An entrepreneur talks to KCB chief executive Joshua Oigara (left), chairman Ngeny Biwott and US ambassador to Kenya Robert Godec during the launch of a Youth Empowerment Programme by the lender. PHOTO | JEFF ANGOTE
Why Kenya is the place to live, study and make money
From the blue waves of the Indian Ocean to the serenity of Lake Victoria, across the savannah of the East and the vistas of the North through to the breadbasket grasslands of the South and Great Rift to the fertile rolling hills of the centre and West, Kenya embodies exquisite topography and spectacularly diverse cultures.
Our cities boast splendid diversity as international melting pots with people from all over the nation, region, and world.
Often, Kenyans feel down about our own nation. Floods depress. Buildings collapse. Corruption stinks. Crime frightens.
Yet, far more positives endure, gleaming brightly. Passion. Humour. Tolerance. Entrepreneurship. Curiosity. Knowledge. These six words summarise my view of Kenya and its people.
Inasmuch, in celebration of this, my 150th Business Talk column in the Business Daily, I appreciatively take the opportunity to enhance my annual Case for Kenya.
Why would someone born a foreigner live in and be willing to die for the Republic of Kenya? One simple answer represents the thousands of us who consider ourselves Kenyans by choice, not by birth: There is no place like Kenya.
Kenyans possess great curiosity for new trends, ideas, and technology. Some places in the world carry markedly lower interest in new things. Curiosity, among other factors, led Kenya to quickly westernise faster than neighbouring nations.
But now the same curiosity beckons Kenya to push off the shackles of westernisation and chronicle its own unique path for the future.
Urban areas have started embracing divergent instead of convergent thinking. Divergent thinking encompasses imagining multiple solutions to a problem instead of one standard convergent answer pushed for by society.
The trend is starting to spread into our education systems and rural areas. Additionally, Kenyans exist as far more likely to share our true thoughts on any issue than most other sub-Saharan Africa nations who fear reprisals and cultural straight jackets.
Not only do Kenya’s often touted high literacy rates and growing university graduation trends make it a professional hub for the entire region, but also as a result Kenyans devour news.
Kenyans live as some of the most well-informed citizens on local, regional, and global affairs than anywhere else in the world.
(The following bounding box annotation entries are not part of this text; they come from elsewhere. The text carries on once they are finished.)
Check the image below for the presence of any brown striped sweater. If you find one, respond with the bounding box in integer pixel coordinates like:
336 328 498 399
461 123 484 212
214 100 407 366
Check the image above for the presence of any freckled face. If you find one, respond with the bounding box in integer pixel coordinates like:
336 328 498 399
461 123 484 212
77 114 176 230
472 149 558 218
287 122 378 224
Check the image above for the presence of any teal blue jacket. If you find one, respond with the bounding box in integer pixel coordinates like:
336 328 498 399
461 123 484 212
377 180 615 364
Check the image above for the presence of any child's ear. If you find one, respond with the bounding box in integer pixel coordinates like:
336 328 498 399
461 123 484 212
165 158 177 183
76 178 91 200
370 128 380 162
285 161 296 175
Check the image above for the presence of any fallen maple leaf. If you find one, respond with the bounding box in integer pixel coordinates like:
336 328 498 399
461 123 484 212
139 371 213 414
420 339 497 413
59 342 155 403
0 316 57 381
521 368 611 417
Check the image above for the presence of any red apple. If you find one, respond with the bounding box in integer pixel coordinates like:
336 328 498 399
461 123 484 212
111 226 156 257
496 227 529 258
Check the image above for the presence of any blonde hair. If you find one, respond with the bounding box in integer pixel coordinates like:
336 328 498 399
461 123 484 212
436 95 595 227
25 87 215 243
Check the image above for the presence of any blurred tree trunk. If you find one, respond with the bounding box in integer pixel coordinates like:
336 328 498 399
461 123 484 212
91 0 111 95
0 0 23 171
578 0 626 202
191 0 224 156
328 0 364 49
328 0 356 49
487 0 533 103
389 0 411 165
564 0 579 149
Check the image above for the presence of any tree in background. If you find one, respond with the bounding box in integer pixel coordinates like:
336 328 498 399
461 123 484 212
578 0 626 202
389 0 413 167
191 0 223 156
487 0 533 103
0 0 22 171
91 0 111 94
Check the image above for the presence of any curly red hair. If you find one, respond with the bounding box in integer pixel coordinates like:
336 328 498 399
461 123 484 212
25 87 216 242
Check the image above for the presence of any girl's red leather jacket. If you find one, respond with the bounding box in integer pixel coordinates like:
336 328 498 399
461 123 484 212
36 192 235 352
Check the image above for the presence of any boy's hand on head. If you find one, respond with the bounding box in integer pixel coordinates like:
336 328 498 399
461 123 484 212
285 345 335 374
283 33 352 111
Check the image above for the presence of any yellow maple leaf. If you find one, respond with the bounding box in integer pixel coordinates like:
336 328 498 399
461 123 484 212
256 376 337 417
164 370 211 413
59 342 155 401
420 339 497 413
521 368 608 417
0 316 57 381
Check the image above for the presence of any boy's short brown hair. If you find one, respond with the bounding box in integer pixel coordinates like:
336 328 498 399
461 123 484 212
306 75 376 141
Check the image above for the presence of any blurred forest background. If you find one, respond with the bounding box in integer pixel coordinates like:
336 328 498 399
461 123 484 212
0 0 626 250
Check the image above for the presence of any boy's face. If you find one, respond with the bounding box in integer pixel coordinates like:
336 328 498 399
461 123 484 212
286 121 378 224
Such faithful devotion to knowing current matters combined with our intense social media usage raises the level of public discourse on a wide range of social, political, and economic subjects that propel Kenya forward.
Kenyan accountants, nurses, tourism managers, and non-governmental organisation executives export their professional services to appreciative global markets.
Nowhere in the world beats us in these four professional areas. Travel the world and one frequently finds Kenyans filling in such professions.
Our solid and growing tertiary education sector, our interactions with foreign professionals living in Kenya, and our own standards bodies all boost Kenya’s professional standing, skills, and sectors.
Our growing professionalism in medical care, information technology, and education has turned us into regional professional players in these fields but in coming decades could propel us to global competitor status.
Calm in the face of adversity
Kenyans also do not panic with uncertainty avoidance. Kenyans keep our heads down and get things done even in the face of adversity. In Europe or North America, unknown variables cause panic and unease.
The apprehension surrounding expectations of Kenyan election aftermath would cause people in most other societies to cease working and start hording, preparing, and planning for contingencies with debilitating effects on the economy.
That same fear of uncertainty led to the post-Y2K recession of 2000 and 2001 in the West and East. But, not in Kenya. We keep working and going about our economic activities right up to and even during adversity.
Kenyans respect human rights. While some Westerners chide us for a lack of human rights policies, we do remarkably better than comparative nations and at least it remains part of our national discussions.
Further, we beat most liberal nations on minority rights on an interpersonal basis. Take San Francisco as an example whereby the politically liberal city champions the rights of African Americans among other minority groups.
However, most people of African descent in the city report that no Caucasian people greet or befriend them. In Kenya, on the other hand, we bring our human rights home into our sitting rooms.
We may not agree with each other’s politics, attitudes, or behaviours, but we believe it is still their right to do as they wish and it will not stop us from befriending others different from ourselves.
As highlighted during the Global Entrepreneurship Summit last year, Kenya remains a hotbed for free market capitalism.
We keep no erroneous capital controls like in other African nations such as Malawi, Zambia, and Rwanda over the past decade that limits investment appetite.
The Central Bank of Kenya exercises swift and often sensible monetary policy. Kenya also ranks strong in entrepreneurship on any index.
Entrepreneurship stands as an ever increasing acceptable viable career option not out of desperation, but from intentionality among graduates.
Our risk tolerance mixed with our professional skills both combined with our curiosity makes Kenya an entrepreneurship powerhouse. Look for more of the world’s next decade big ideas to come from right here in Kenya.